Lloyd’s of London reported the largest first half loss in its 323 year history on 21 September 2011 – £697 million. Though for Lloyds, it would take much more than this to be a concern to them. Losses suffered by U.S. and Bermuda re/insurers were larger in comparison to Lloyd’s, and that, although Lloyd’s were larger than the average losses of European re/insurers.
Despite the historic loss, Lloyd’s remains extremely strong. The total assets of all of the companies and syndicates which are part of the Lloyd’s market are around £857 billion [AUD$1,340 billion].
Lloyd’s has some great people in charge of Lloyds including the Chairman Lord Peter Levene. who I have been lucky enough to meet. Also the CEO’s Nick Prettejohn and Richard Ward, have brought changes in how the Lloyd’s market conducts business. It has now become a world leader and we use their markets more than ever.
Lloyd’s face an expensive hurricane season in the USA as well the ongoing economic crisis in the U.S. and Europe, especially the crisis in the Euro Zone. This comes after Earthquakes in Japan and New Zealand, Floods in the East of Australia and cyclones in Northern Australia. La Nina is forming again which could bring a repeat of these weather events again.
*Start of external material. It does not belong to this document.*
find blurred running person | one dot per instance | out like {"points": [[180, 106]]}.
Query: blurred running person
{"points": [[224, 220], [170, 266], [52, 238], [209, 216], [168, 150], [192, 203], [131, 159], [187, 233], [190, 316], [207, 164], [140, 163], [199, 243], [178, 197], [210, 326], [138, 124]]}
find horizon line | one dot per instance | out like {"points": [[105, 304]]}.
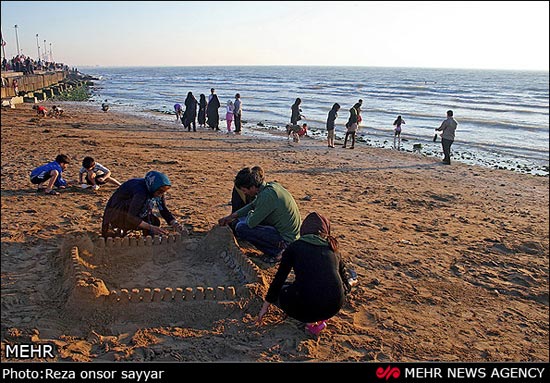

This means Lloyds will put an emphasis on underwriting discipline which simply translates to rate increases. Lloyd’s has weathered the catastrophe onslaught that hit it for the first half of 2011, it could almost certainly weather a financial catastrophe as well. They are traditionally conservative investors and will remain A plus security. You can still put your faith in Lloyds of London.